Burne-Jones se souvient de la passion préraphaélite pur les fleurs de la nature qui enjolivent la scène en harmonie – et ceci est typique de son idéologie – avec les joyaux qui débordent du coffre. La princesse et ses suivantes ont toutes le charmant visage paisible que l’artiste peint si bien.

 

Persée et les Grées, 1892

Persée obtient par ruse que les Grées, nymphes du Styx lui révèlent où se cache la Méduse : Les trois Grées ne possèdent collectivement qu’un œil. A l’instant où elles se le transmettent, Persée réussit à s’en emparer. C’est ce que représente ce tableau.

 

L’amour guidant la pèlerin, 1896-1897


L’amour est un bel ange au ailes étrangement noires, au visage et à la robe traditionnels des tableaux de Burne-Jones.

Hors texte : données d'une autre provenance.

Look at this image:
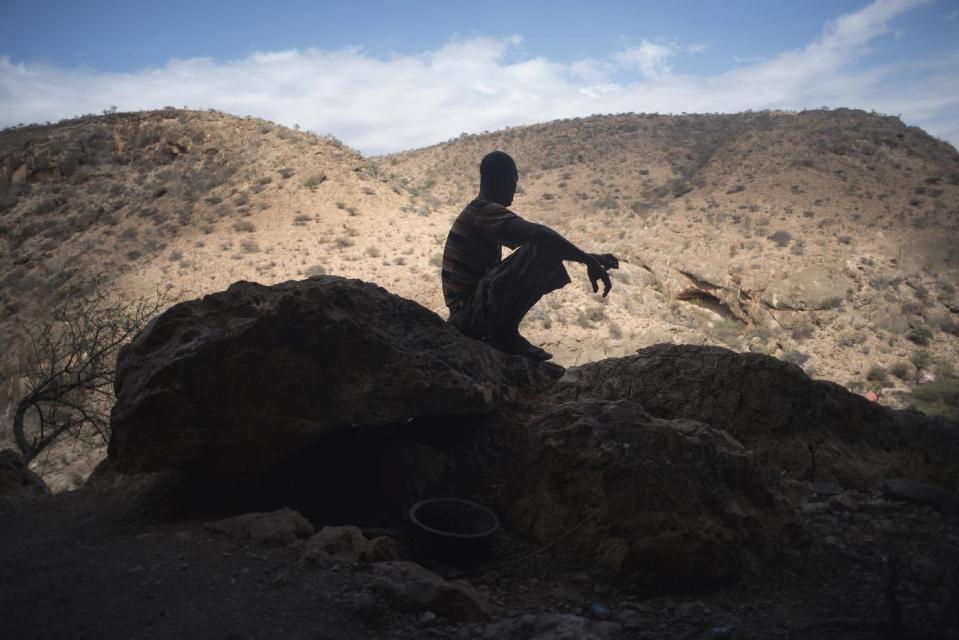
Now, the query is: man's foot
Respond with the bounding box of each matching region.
[489,333,553,362]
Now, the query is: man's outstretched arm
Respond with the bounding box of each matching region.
[500,218,619,296]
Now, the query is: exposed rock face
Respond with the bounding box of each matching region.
[0,449,50,499]
[109,276,561,473]
[543,344,959,486]
[496,400,798,591]
[372,560,487,620]
[204,507,314,547]
[300,525,401,566]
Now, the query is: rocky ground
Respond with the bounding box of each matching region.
[0,276,959,640]
[0,468,959,640]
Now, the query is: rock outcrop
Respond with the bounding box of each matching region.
[109,276,562,473]
[0,449,50,499]
[508,400,799,591]
[542,344,959,486]
[101,277,959,596]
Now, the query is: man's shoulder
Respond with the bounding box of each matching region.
[460,198,519,218]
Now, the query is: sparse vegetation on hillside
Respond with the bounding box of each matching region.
[0,109,959,424]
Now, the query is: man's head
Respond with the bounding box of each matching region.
[480,151,519,207]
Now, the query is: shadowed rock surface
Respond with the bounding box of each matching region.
[544,344,959,486]
[109,276,562,473]
[498,400,798,592]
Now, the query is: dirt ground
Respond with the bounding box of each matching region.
[0,476,959,640]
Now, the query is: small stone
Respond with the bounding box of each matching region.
[828,494,859,513]
[909,558,945,587]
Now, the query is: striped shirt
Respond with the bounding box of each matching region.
[443,198,519,307]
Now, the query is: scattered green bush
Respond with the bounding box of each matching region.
[866,365,889,384]
[889,361,912,380]
[906,327,932,347]
[910,349,932,369]
[767,231,792,247]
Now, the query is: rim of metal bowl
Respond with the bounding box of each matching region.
[409,498,500,538]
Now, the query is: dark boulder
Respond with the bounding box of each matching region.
[451,400,801,592]
[541,344,959,487]
[109,276,562,473]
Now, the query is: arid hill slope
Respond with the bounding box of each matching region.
[0,109,959,484]
[378,109,959,387]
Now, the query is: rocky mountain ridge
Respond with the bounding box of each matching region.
[0,109,959,490]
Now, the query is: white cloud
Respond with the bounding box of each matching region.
[616,39,676,78]
[0,0,959,153]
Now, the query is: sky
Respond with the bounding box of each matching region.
[0,0,959,154]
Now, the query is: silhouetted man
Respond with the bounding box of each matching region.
[443,151,619,360]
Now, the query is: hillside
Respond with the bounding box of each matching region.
[0,109,959,488]
[378,109,959,388]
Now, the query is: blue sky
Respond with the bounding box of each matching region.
[0,0,959,153]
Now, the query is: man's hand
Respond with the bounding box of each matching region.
[586,254,619,298]
[592,253,619,271]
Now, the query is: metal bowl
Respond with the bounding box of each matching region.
[410,498,499,567]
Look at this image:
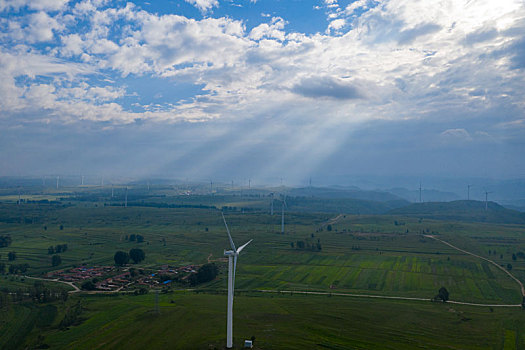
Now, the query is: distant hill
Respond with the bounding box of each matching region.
[284,197,408,215]
[388,187,460,202]
[388,200,525,224]
[287,187,403,202]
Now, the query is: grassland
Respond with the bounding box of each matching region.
[0,190,525,349]
[0,292,525,349]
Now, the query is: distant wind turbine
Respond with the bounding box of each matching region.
[485,191,492,211]
[222,213,252,349]
[281,195,288,235]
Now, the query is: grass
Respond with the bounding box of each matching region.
[33,293,525,349]
[0,195,525,349]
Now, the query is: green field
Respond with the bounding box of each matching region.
[0,190,525,349]
[0,292,525,349]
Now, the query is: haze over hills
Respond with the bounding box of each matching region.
[388,200,525,224]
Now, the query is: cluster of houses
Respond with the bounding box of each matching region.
[47,265,199,292]
[47,266,115,282]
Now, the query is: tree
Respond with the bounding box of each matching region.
[129,248,146,264]
[7,252,16,261]
[80,281,96,290]
[434,287,448,302]
[113,250,129,266]
[0,235,12,248]
[51,254,62,266]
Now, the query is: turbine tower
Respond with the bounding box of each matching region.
[222,213,252,349]
[485,191,492,211]
[270,192,273,215]
[281,195,288,235]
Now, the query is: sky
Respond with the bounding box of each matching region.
[0,0,525,184]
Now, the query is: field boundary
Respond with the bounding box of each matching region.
[424,235,525,297]
[255,289,522,307]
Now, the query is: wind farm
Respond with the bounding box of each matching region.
[0,178,525,349]
[0,0,525,350]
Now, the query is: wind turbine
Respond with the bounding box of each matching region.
[221,213,253,349]
[270,192,273,215]
[281,195,288,235]
[485,191,492,211]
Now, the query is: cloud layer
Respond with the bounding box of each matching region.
[0,0,525,180]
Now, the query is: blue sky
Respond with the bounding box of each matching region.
[0,0,525,184]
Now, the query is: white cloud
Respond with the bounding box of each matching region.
[2,0,524,136]
[441,129,472,141]
[0,0,69,11]
[184,0,219,12]
[326,18,346,34]
[26,11,62,43]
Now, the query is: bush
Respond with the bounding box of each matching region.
[80,281,96,290]
[189,263,219,285]
[113,250,129,266]
[51,254,62,266]
[129,248,146,264]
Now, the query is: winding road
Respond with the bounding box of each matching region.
[424,235,525,297]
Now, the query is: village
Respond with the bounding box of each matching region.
[46,265,199,292]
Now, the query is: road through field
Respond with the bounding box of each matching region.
[424,235,525,297]
[255,289,521,307]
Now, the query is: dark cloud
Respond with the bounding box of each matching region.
[397,23,441,45]
[292,77,363,100]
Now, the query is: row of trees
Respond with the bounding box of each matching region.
[113,248,146,266]
[290,239,323,252]
[0,262,29,275]
[126,233,144,243]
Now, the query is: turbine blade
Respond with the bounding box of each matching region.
[235,239,253,253]
[221,212,237,252]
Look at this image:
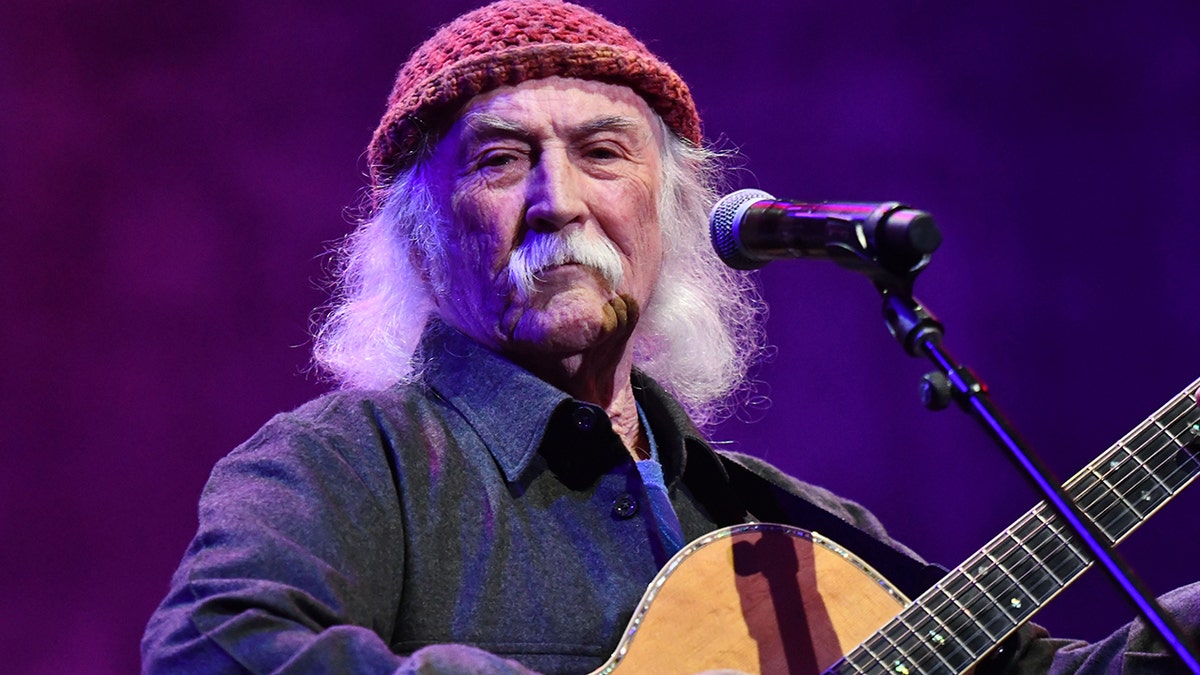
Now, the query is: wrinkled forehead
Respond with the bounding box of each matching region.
[439,77,667,154]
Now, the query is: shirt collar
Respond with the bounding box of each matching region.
[419,318,570,483]
[418,318,728,488]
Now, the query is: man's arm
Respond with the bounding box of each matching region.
[142,408,528,673]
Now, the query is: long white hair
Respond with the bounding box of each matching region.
[313,120,764,426]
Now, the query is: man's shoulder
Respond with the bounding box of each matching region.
[235,384,436,452]
[716,450,866,522]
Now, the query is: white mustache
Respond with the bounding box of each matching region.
[508,228,625,298]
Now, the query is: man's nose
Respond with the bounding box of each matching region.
[526,151,587,232]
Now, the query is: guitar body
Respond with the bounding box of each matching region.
[593,380,1200,675]
[596,524,908,675]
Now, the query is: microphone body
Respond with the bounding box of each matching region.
[709,190,942,274]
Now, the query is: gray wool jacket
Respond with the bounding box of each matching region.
[142,323,1200,673]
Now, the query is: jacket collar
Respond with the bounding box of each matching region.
[418,318,728,486]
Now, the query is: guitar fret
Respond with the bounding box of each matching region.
[898,613,958,673]
[1012,528,1063,595]
[838,380,1200,675]
[986,548,1032,623]
[899,586,978,673]
[1072,458,1141,542]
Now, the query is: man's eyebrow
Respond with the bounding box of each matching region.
[463,112,638,141]
[571,115,638,138]
[463,112,533,141]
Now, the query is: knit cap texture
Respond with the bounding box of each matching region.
[367,0,702,185]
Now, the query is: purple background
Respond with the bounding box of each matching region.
[0,0,1200,673]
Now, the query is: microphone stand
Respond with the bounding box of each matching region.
[829,243,1200,675]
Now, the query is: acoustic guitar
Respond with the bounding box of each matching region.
[593,380,1200,675]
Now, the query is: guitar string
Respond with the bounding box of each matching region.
[907,388,1200,663]
[847,386,1200,673]
[870,388,1194,668]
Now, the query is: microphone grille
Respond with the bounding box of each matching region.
[708,189,775,269]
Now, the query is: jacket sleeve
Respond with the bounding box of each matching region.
[142,403,535,673]
[727,453,1200,675]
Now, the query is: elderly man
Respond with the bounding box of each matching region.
[143,1,1200,673]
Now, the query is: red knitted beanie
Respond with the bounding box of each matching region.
[367,0,702,185]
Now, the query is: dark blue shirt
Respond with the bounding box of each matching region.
[143,323,945,673]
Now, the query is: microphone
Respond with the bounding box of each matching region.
[708,190,942,274]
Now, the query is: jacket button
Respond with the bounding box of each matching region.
[571,406,596,431]
[612,492,637,518]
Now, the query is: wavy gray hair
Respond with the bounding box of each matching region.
[313,120,764,426]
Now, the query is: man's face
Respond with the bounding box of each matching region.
[430,77,664,359]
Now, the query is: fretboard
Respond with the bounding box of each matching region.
[829,380,1200,675]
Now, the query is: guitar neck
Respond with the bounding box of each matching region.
[832,380,1200,675]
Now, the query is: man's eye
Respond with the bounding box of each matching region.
[586,145,620,160]
[479,153,517,168]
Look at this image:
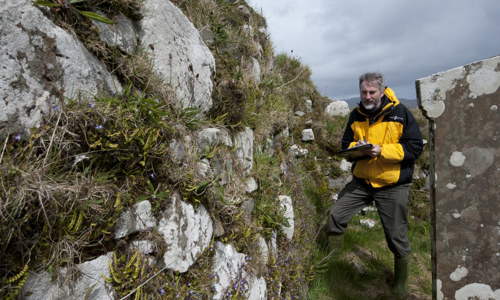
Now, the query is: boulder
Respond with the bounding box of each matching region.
[0,0,121,136]
[157,193,213,273]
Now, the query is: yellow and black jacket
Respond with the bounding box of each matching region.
[342,87,423,188]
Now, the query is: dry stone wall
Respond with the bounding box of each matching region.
[416,56,500,299]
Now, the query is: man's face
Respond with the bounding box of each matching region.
[359,81,384,111]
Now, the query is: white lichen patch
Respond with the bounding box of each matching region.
[450,151,465,167]
[436,279,444,300]
[455,283,500,300]
[450,266,469,281]
[467,57,500,97]
[419,67,465,119]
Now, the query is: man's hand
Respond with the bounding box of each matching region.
[356,140,382,157]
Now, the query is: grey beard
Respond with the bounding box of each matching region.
[361,102,375,111]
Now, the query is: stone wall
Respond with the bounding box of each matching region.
[416,56,500,299]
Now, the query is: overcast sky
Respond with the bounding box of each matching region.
[247,0,500,100]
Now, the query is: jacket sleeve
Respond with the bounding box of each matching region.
[399,107,424,160]
[342,110,356,150]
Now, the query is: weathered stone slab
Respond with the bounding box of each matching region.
[417,56,500,299]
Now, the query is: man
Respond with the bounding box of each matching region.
[327,73,423,294]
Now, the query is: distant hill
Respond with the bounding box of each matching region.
[343,97,418,109]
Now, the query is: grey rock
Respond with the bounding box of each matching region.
[138,0,215,112]
[157,193,213,273]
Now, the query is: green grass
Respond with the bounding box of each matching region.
[308,207,432,300]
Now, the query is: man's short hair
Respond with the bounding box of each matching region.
[359,72,385,92]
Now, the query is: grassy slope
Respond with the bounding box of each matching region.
[0,0,430,299]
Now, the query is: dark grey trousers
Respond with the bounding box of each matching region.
[326,179,411,257]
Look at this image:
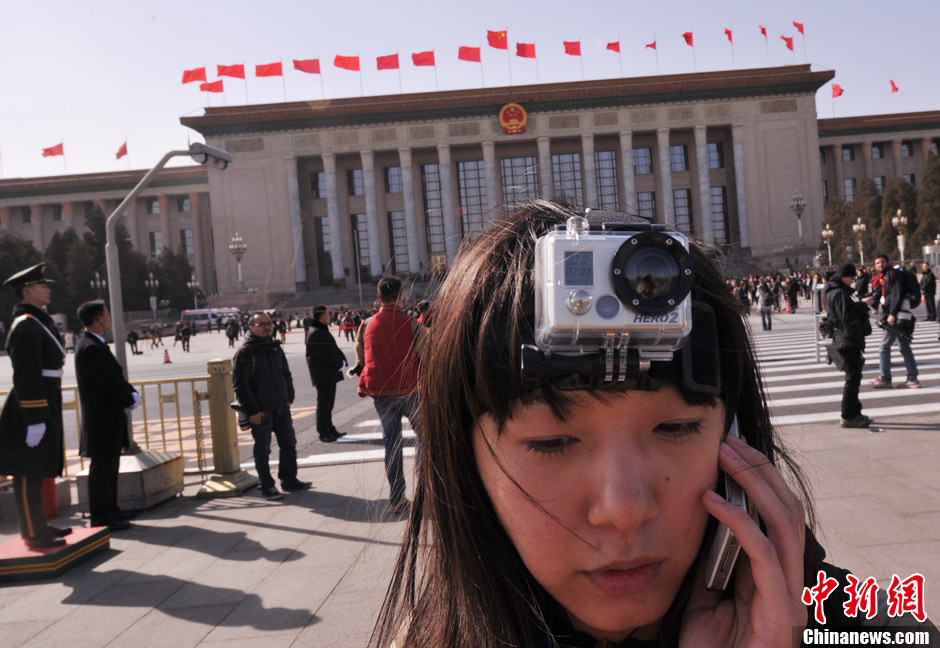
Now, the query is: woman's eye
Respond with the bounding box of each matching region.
[525,437,578,455]
[656,421,702,439]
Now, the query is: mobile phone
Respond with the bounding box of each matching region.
[705,416,754,592]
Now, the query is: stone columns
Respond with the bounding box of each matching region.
[656,128,676,227]
[692,126,715,243]
[359,151,382,277]
[732,124,751,250]
[284,156,306,292]
[620,131,637,215]
[437,144,460,266]
[398,146,421,274]
[321,153,346,285]
[536,137,555,200]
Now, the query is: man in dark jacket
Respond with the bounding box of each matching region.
[0,263,72,549]
[306,304,346,443]
[826,263,871,428]
[232,312,311,500]
[75,300,140,531]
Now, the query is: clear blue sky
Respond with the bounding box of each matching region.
[0,0,940,178]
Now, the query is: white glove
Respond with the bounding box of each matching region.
[26,423,46,448]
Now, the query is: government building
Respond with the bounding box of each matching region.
[0,65,940,295]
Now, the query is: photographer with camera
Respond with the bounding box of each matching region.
[871,254,920,389]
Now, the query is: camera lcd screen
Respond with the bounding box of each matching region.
[565,252,594,286]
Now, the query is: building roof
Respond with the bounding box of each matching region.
[817,110,940,138]
[180,65,835,137]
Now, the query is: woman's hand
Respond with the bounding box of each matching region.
[679,435,807,648]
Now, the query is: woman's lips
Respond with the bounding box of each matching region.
[585,559,663,596]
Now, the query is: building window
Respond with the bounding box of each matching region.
[351,215,372,283]
[150,232,163,257]
[310,171,326,200]
[708,142,724,169]
[346,169,366,196]
[388,211,408,273]
[382,167,402,193]
[636,191,656,222]
[633,148,653,175]
[711,187,728,245]
[594,151,620,211]
[672,189,693,234]
[499,156,539,206]
[457,160,486,237]
[669,144,689,171]
[842,178,855,202]
[180,230,196,256]
[421,164,445,255]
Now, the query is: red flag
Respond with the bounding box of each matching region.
[486,29,509,49]
[411,50,434,67]
[516,43,535,58]
[255,61,284,76]
[375,54,398,70]
[333,54,359,72]
[294,59,320,74]
[457,47,480,63]
[216,65,245,79]
[183,67,206,83]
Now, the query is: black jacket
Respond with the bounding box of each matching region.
[307,320,346,385]
[826,277,871,351]
[75,332,136,457]
[232,331,294,416]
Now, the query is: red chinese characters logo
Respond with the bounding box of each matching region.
[499,104,529,135]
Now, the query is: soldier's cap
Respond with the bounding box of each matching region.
[3,263,55,288]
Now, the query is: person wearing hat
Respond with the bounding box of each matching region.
[826,263,871,428]
[0,263,72,549]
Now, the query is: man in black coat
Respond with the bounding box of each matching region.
[307,304,346,443]
[0,263,72,549]
[75,300,140,531]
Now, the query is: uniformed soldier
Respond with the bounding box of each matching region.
[0,263,72,549]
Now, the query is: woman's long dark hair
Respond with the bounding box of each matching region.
[372,201,812,648]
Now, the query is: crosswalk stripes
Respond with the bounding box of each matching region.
[750,312,940,425]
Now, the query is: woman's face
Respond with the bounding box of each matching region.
[473,386,724,641]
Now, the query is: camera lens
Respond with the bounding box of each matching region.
[623,245,681,300]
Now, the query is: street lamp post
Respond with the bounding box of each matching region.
[891,207,907,265]
[144,272,160,322]
[790,189,806,245]
[822,223,835,266]
[228,232,248,292]
[852,216,868,265]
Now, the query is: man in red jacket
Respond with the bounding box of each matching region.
[356,277,421,513]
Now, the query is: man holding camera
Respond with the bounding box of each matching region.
[871,254,920,389]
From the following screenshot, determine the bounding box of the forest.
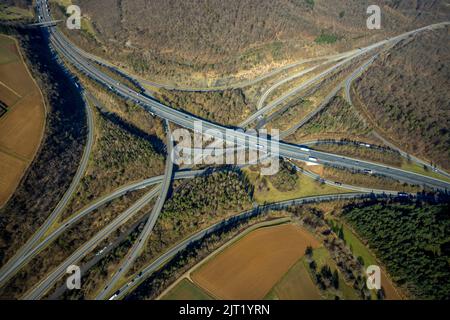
[342,201,450,300]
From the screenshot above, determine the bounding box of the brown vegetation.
[355,27,450,169]
[0,35,45,207]
[59,0,449,86]
[192,224,320,300]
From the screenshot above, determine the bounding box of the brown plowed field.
[192,224,320,300]
[0,35,45,207]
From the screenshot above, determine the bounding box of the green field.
[0,4,33,20]
[0,35,19,64]
[243,169,352,204]
[401,161,450,182]
[162,279,213,300]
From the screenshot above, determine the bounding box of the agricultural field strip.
[155,218,291,300]
[95,120,173,300]
[114,193,387,299]
[0,91,94,286]
[44,14,448,189]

Il s’appuie sur une immense flèche qu’aucun arc ne pourrait envoyer. Il est survolé par un nuage de mille petits oiseaux et pose le pieds à proximité de deux rouges-gorges. On comprend qu’il appartient au monde heureux.
Il aide le pèlerin (remarquons sa moustache) à s’extraire d'un buisson d'épines inextricable mais où pourtant se reposent les oiseaux.

 

Flamma Vestalis, 1896 (La Flamme de la vestale)

 

C’est Margaret, la fille de l’artiste, dans un vêtement de la Renaissance italienne.
Les vestales étaient, chez les Romains, gardiennes de la flamme sacrée. Mais son chapelet évoque une religieuse.